Швентас спал у его ног, как животное, всласть наевшееся и утолившее мучительную жажду… Рымос лежал, как труп…
Юрий встал… сквозь щели загородки он увидел ходившую дозором стражу. Далее, во мраке ночи, багровый дым и желтоватый блеск огня… и освещенный ими узловатый ствол и комель дуба, алые завесы, жертвенник и рядом с ним три вейдалотки…
По очереди, то та, то другая, как сквозь сон, машинально вытягивала руку и подбрасывала топливо; ярче вспыхивал огонь, гуще подымался дым и снопами вылетали искры, то кружась и угасая в воздухе, то дождем падая на землю… Душа Юрия исполнилась тревоги… Ему стало тяжело дышать… Первые лучи майского рассвета серебрили небо… он открыл дверь шалаша и вышел…
На дворе кругом вповалку спали люди… стража посмотрела в сторону Юрия и ничего не сказала… Он стал бродить внутри ограды.
Все ворота были на запоре; о бегстве не могло быть речи; ему не мешали ходить вокруг да около, но зорко наблюдали издали… Любопытство гнало его дальше и дальше.

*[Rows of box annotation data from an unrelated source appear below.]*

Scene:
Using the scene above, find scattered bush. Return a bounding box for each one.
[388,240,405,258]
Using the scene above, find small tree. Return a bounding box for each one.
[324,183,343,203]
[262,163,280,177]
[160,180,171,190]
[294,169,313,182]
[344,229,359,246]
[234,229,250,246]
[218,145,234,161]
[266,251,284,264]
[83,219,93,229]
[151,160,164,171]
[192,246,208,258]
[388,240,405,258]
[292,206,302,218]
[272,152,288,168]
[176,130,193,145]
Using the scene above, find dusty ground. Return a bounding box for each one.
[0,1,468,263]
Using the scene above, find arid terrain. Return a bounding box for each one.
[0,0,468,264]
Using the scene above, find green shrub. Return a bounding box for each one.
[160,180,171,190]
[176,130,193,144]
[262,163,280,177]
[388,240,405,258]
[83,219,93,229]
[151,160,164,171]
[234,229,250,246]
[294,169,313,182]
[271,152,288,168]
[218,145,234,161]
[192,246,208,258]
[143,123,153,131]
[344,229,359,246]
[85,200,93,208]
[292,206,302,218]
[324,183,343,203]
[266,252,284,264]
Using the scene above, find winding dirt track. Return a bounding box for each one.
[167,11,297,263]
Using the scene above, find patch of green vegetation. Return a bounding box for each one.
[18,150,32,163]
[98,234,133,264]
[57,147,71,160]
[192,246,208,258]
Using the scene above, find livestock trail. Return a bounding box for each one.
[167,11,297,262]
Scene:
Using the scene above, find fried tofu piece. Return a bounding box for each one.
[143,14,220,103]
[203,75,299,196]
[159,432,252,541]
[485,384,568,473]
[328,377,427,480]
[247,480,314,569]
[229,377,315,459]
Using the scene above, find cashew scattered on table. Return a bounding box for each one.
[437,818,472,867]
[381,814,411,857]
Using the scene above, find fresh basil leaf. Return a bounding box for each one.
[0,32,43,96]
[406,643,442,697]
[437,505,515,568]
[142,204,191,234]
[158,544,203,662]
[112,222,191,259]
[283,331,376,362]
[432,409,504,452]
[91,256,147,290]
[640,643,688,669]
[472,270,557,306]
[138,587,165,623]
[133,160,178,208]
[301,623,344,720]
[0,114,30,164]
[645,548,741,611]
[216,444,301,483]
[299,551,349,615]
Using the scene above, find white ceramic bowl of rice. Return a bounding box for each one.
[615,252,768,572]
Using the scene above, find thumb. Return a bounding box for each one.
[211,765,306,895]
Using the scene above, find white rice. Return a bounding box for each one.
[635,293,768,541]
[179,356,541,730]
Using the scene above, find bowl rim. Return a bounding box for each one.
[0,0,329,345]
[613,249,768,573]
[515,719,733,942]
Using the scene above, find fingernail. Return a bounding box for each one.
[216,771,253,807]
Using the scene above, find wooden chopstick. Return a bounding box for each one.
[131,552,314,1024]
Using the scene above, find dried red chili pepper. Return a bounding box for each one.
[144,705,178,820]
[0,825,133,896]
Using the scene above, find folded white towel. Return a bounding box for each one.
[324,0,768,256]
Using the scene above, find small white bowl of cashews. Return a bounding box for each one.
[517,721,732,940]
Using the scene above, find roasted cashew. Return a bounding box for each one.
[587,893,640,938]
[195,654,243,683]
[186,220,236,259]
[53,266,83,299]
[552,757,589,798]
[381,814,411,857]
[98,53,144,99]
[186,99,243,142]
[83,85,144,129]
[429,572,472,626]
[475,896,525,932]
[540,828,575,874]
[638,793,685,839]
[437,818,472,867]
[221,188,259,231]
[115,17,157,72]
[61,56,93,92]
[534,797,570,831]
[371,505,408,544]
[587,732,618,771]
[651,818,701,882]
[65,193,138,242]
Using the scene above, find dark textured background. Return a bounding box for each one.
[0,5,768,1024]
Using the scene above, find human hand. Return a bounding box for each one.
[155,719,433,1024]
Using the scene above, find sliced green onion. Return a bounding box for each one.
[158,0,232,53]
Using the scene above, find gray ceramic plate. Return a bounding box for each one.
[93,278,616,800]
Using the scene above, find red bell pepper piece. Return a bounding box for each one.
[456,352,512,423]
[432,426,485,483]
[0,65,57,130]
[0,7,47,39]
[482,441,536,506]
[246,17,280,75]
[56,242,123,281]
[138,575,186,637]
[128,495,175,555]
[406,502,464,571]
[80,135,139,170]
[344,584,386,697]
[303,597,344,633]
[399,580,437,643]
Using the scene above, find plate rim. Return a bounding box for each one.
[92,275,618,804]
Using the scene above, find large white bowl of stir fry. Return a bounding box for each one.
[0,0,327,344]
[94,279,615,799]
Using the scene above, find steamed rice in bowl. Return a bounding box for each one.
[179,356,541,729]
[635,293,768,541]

Он прошел между священным деревом и срубом кревейто и вдруг в полумраке раннего утра лицом к лицу столкнулся с идолищем Перкунаса.
Рассвет бросал издалека мигающие блики на бесформенную глыбу. Местами она истлела и во тьме дупла сияла собственным фосфоричным светом. Кунигас смотрел и не мог оторвать взора. Чудовищный нечеловеческий облик идола принимал в его глазах переменчивые выражения: но все были равно грозные, кровожадные, жестокие… Между тем как там изображения страдающего Бога, которые он видывал в костелах, были исполнены не одного долготерпения, но дышали любовью, ласкою и благостью. Тот Бог был Богом всепрощающим, замученным людьми, залитый собственною кровью… А этот, глядевший на него из глубины дупла, казалось, жаждал, ненасытный, чужой крови и не знал, что такое милосердие… бог огня, бог разрушения, бог громов…
Кунигас, не умея выразить словами чувств, охвативших его при виде Перкунаса, трепетной душой познал разницу между ним и христианским Богом и содрогнулся сердцем…
Там, по крайней мере, с высоты амвона раздавалось слово всепрощения, милости, любви… здесь… царствовала месть. Там священнослужители, хоть изредка, а говорили, что все люди братья; здесь все враждовали против всех.
Озаренная бледным светом голова Перкуна, с широко открытой пастью, алкала кровавых жертв… крушила их, казалось, в своих челюстях и питалась ими.
Кунигас стоял, тревожно всматриваясь в ужасную колоду, по которой, как по гнилушке, пробегали тлеющие искорки, вливая жизнь в неподвижное лицо страшилища, когда внезапно подошел к нему один из вейдалотов. Это был молодой, красивый Конис, потомок благородной крови, которого народная молва прочила в близкие преемники Кревуле, а, может быть, и самому Кревейто. В его умных, пламенных глазах горела жизнь, зажженная религиозным фанатизмом. Он знал о Юрии и о его судьбе и хотел лично от него дознаться некоторых подробностей. Подобно всем теснимым крестоносцами литовцам, Конис так же, как прочие защитники Литвы, жаждал проникнуть в тайны тех неведомых, вооруженных с ног до головы людей, которые обрушились с запада на его родную землю и с оружием в руках воевали ее, переворачивая все вверх дном. Юрий хотел молча избегнуть разговора и, поклонившись, пройти мимо. Но Конис ласково остановил его.